Most of the last century's greatest atrocities have had a just, if painful, reckoning. The Holocaust found its redemption in the trials at Nuremberg, Rwanda's genocide in an internationally backed war-crimes tribunal, and some of the architects of Cambodia's killing fields are finally reaping what they sowed. More the shame, then, that possibly the most brutal massacre since World War II remains unreconciled at home and unremembered abroad.

But today there's growing momentum in Dhaka for some sort of restitution. Since its traumatic birth, Bangladesh has weathered coups, assassinations and a legacy of largely corrupt and ineffectual leadership. Now war veterans such as Safiullah and other members of civil society are urging Bangladesh's current government, a caretaker administration of technocrats propped up by the military, to establish a fact-finding commission that could go about the long-overdue work of collecting testimony and starting prosecutions. In recent weeks, they've called for the banning of suspected war criminals and collaborators from the polls due to be held in December, but they face stiff resistance. The real authority in the country, General Moeen Uddin Ahmed, said earlier this year that the current period — as his regime overhauls the nation's politics and prepares for elections in December — was not the moment to sort out the weighty baggage of the past.

Previous governments failed to prosecute suspected war criminals; others, amid a tangled mess of loyalties in the aftermath of the war, pardoned dozens of Pakistani officers. To this day, the war casts a deeply polarizing shadow, with many still suspected of having collaborated with West Pakistan's suppression of the East. In spite of this, or perhaps because of it, Ali Ahsan Mojaheed, general secretary of the Jamaat-e-Islami, a powerful political party that sided with Pakistan in 1971, thinks it's better to close the book on a tragic chapter in history rather than risk opening old wounds. After all, many who supported unity with Pakistan were also killed in reprisal attacks. "This is a dead issue," says Mojaheed. "It cannot be raised."

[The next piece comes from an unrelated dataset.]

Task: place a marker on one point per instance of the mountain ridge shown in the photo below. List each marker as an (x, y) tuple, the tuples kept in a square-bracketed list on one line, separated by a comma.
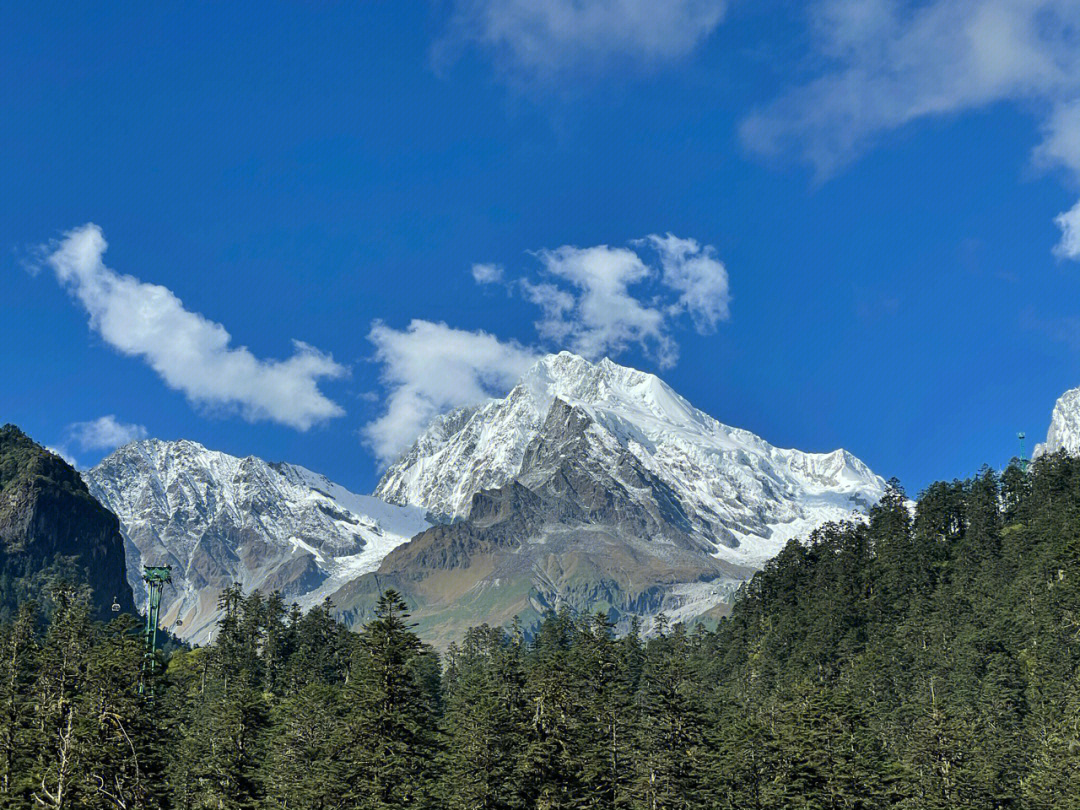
[(219, 518)]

Yet the sheer scale of the carnage cannot be denied. Sydney Schanberg, then the New York Times's South Asia correspondent, described the month-long Pakistani crackdown in March 1971 as "a pogrom on a vast scale" in a land where "vultures grow fat." (He would famously win a Pulitzer Prize for his reporting five years later on Cambodia's killing fields.) Passing through the charred husks of villages razed by West Pakistani troops, he heard whispered story after story of mass executions of Hindus, college students and anybody suspected of Bengali nationalism. Neighborhoods were gutted as Bangladesh's main cities fell to a fifth of their existing population; 10 million refugees fled west to India. Almost every Bangladeshi household has a tale of loss and suffering. Around 400,000 women, by some estimates, were raped.

At the Jalladkhana, Hoque fights simply to keep the memory of those days alive. He reckons that there are thousands of other sites like this dotting Bangladesh's lush countryside. By one such spot north of the capital, he recalls, a stone epitaph erected there is inscribed with a bare message: "Passerby," it reads, "please stand here a moment."